Ich will Ihnen sagen, das ist nicht einmal eine Frage, die anrüchig ist, denn prüfen Sie sich selbst: Wenn Sie grenznah wohnen, wie viele Male gehen Sie über die Grenze ins Ausland und kaufen billig ein? Wenn Sie in der Grenzregion wohnen und die Möglichkeit haben, einen Vorarlberger für eine bestimmte Aufgabe heranzuziehen, der halt zu einem Preis von 60 Prozent Arbeit von gleich guter Qualität leistet wie ein Inländer, dann sind Sie eben leicht versucht, das zu tun. Das ist nicht einmal verwerflich. Es ist für unsere Volkswirtschaft im Moment nicht gerade angenehm, aber das sind Entwicklungen, mit denen man halt rechnen musste, als man die Bilateralen I angenommen hat.

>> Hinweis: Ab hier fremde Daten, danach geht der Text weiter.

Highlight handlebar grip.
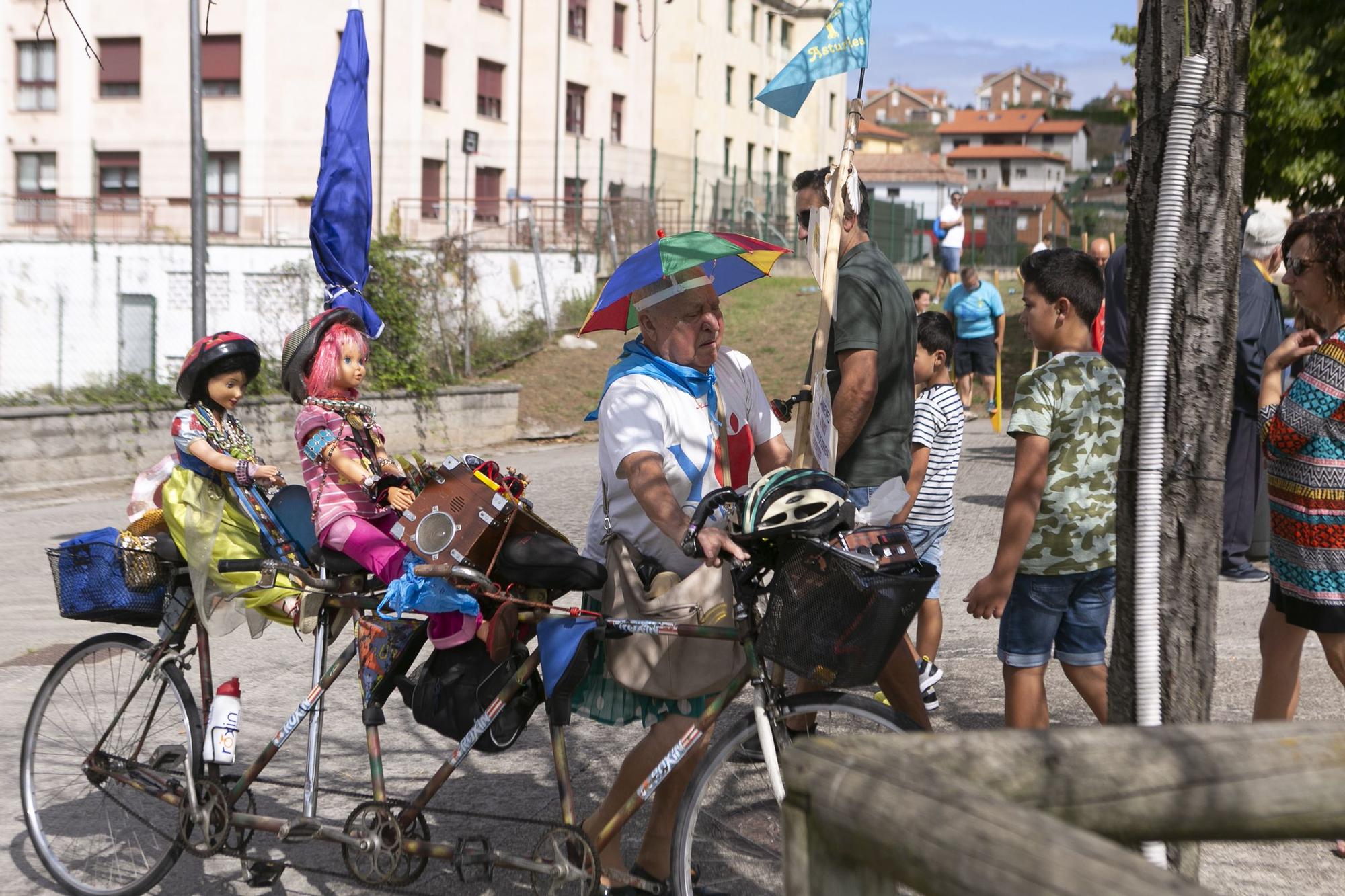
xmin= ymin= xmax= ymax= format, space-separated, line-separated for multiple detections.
xmin=217 ymin=557 xmax=266 ymax=573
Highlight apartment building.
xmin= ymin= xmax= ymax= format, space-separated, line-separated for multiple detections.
xmin=0 ymin=0 xmax=654 ymax=243
xmin=646 ymin=0 xmax=849 ymax=226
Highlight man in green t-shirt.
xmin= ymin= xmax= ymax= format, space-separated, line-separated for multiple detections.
xmin=794 ymin=168 xmax=929 ymax=728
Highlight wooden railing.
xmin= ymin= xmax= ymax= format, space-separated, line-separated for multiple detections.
xmin=781 ymin=723 xmax=1345 ymax=896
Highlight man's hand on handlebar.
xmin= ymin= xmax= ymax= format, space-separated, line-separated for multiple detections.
xmin=695 ymin=528 xmax=748 ymax=567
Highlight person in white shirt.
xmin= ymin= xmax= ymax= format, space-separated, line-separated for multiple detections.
xmin=933 ymin=191 xmax=966 ymax=300
xmin=573 ymin=268 xmax=790 ymax=881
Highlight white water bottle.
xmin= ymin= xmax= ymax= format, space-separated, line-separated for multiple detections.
xmin=200 ymin=678 xmax=243 ymax=766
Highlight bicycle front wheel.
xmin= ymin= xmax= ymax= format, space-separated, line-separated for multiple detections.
xmin=672 ymin=692 xmax=920 ymax=896
xmin=19 ymin=633 xmax=202 ymax=896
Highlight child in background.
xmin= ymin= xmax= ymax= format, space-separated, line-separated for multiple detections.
xmin=892 ymin=311 xmax=964 ymax=712
xmin=966 ymin=249 xmax=1124 ymax=728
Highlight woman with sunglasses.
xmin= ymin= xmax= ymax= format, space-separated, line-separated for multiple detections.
xmin=1252 ymin=208 xmax=1345 ymax=720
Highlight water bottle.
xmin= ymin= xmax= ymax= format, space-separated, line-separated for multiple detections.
xmin=200 ymin=677 xmax=243 ymax=766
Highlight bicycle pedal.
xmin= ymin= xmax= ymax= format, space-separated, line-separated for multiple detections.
xmin=276 ymin=815 xmax=323 ymax=844
xmin=453 ymin=837 xmax=495 ymax=884
xmin=145 ymin=744 xmax=187 ymax=771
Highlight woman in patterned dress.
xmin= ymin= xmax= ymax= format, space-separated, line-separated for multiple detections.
xmin=1252 ymin=208 xmax=1345 ymax=720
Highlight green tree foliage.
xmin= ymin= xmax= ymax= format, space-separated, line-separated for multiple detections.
xmin=1243 ymin=0 xmax=1345 ymax=207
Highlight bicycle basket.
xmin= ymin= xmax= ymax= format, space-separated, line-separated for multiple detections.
xmin=757 ymin=538 xmax=939 ymax=688
xmin=47 ymin=542 xmax=172 ymax=627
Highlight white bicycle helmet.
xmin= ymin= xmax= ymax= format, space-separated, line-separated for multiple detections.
xmin=738 ymin=469 xmax=849 ymax=536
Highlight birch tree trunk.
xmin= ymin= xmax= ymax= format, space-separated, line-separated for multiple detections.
xmin=1108 ymin=0 xmax=1255 ymax=877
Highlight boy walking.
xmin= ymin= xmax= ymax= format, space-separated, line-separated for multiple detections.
xmin=966 ymin=249 xmax=1124 ymax=728
xmin=892 ymin=311 xmax=963 ymax=710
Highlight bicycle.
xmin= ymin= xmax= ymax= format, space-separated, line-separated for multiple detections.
xmin=20 ymin=490 xmax=933 ymax=896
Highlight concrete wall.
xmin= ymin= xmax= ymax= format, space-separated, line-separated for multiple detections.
xmin=0 ymin=242 xmax=594 ymax=394
xmin=0 ymin=383 xmax=519 ymax=484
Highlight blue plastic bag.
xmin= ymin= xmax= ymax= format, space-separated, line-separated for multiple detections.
xmin=378 ymin=553 xmax=480 ymax=619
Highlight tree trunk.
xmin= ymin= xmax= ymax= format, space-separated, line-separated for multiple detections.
xmin=1108 ymin=0 xmax=1255 ymax=877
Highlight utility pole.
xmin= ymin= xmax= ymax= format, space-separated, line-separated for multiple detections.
xmin=187 ymin=0 xmax=206 ymax=341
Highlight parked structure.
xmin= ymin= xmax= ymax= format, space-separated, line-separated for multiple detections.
xmin=863 ymin=81 xmax=951 ymax=124
xmin=935 ymin=109 xmax=1089 ymax=171
xmin=976 ymin=62 xmax=1075 ymax=110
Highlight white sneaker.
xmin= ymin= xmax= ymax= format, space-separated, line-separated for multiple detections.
xmin=916 ymin=657 xmax=943 ymax=692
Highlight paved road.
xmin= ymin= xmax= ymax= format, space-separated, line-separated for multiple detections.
xmin=0 ymin=421 xmax=1345 ymax=896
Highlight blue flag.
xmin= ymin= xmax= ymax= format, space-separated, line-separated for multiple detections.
xmin=308 ymin=9 xmax=383 ymax=339
xmin=756 ymin=0 xmax=870 ymax=118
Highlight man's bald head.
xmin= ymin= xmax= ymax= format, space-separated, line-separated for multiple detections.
xmin=1088 ymin=237 xmax=1111 ymax=268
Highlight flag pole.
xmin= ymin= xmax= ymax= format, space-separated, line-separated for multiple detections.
xmin=790 ymin=69 xmax=865 ymax=473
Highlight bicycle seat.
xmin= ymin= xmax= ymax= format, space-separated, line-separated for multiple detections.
xmin=492 ymin=532 xmax=607 ymax=591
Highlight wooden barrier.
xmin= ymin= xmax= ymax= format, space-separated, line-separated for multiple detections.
xmin=781 ymin=723 xmax=1345 ymax=896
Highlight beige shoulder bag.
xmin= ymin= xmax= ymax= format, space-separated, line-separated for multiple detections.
xmin=603 ymin=384 xmax=746 ymax=700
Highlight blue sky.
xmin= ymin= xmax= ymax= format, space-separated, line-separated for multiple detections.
xmin=850 ymin=0 xmax=1135 ymax=108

Nun hat man auch dort flankierende Massnahmen beschlossen, und jetzt kommt man nach fünf Monaten und sagt, die flankierenden Massnahmen I genügten nicht; wir müssten sie jetzt sofort und subito verschärfen. Ich bitte Sie: Das ist einfach unverständlich! In allen anderen Dingen sagen wir rasch: Lassen wir der Entwicklung doch etwas Zeit, schauen wir die Geschichte an, seien wir etwas vorsichtig; lassen wir die Sache sich setzen, machen wir eine Evaluation. Davon ist heute gar nichts zu hören. Wir gehen hin, und auf einige aufgebauschte Veranstaltungen hin finden wir uns bereit, subito eine Verstärkung dieser flankierenden Massnahmen vorzusehen. Ich glaube, das sollten wir nicht tun. Das ist der Grund, weshalb ich bei den Schlussbestimmungen den Minderheitsantrag stelle, dass man die flankierenden Massnahmen II auch mit dem koppelt, wo sie hingehören, nämlich bei der Osterweiterung, und dass wir das am gleichen Tag miteinander behandeln. Dass der Bundesrat am gleichen Tag die beiden Botschaften beschlossen hat und dass die Gewerkschaften immer gesagt haben, die flankierenden Massnahmen II seien eine Verbesserung der flankierenden Massnahmen I mit Blick auf die Osterweiterung, ist für mich derart schlagend, dass es für mich kein Argument gibt, das uns dazu führen könnte, den Minderheitsantrag bei Absatz 2 der Schlussbestimmungen nicht anzunehmen.
Denn letzten Endes geht es hier darum, die Osterweiterung abzusichern. Mit den alten Personenfreizügigkeitsfragen müssen wir mit den heutigen flankierenden Massnahmen selbst über die Runden kommen, und wenn wir nach weiteren sechs Monaten sehen, dass es tatsächlich nicht geht, ist es immer noch früh genug, hier einen Zacken zuzulegen. Ich muss Ihnen sagen: Ich fühle mich in einer Situation, die man als Erpressung bezeichnen könnte. Man wird erpresst mit der Bemerkung, die Sozialpartner hätten sich auf dieses Paket geeinigt und das hätten wir genauso zu "fressen". Wenn dem so wäre, dann wären wir ein Notariatsbüro und kein Parlament mehr. Das möchte ich eigentlich nicht sein; wir sollten noch selbst zu einem vernünftigen Gedanken kommen und diesen dann in die Tat umsetzen.
Mit dieser Prämisse kann ich mich für Eintreten aussprechen und bitte Sie dann, bei den Schlussbestimmungen dem Antrag der Minderheit zuzustimmen.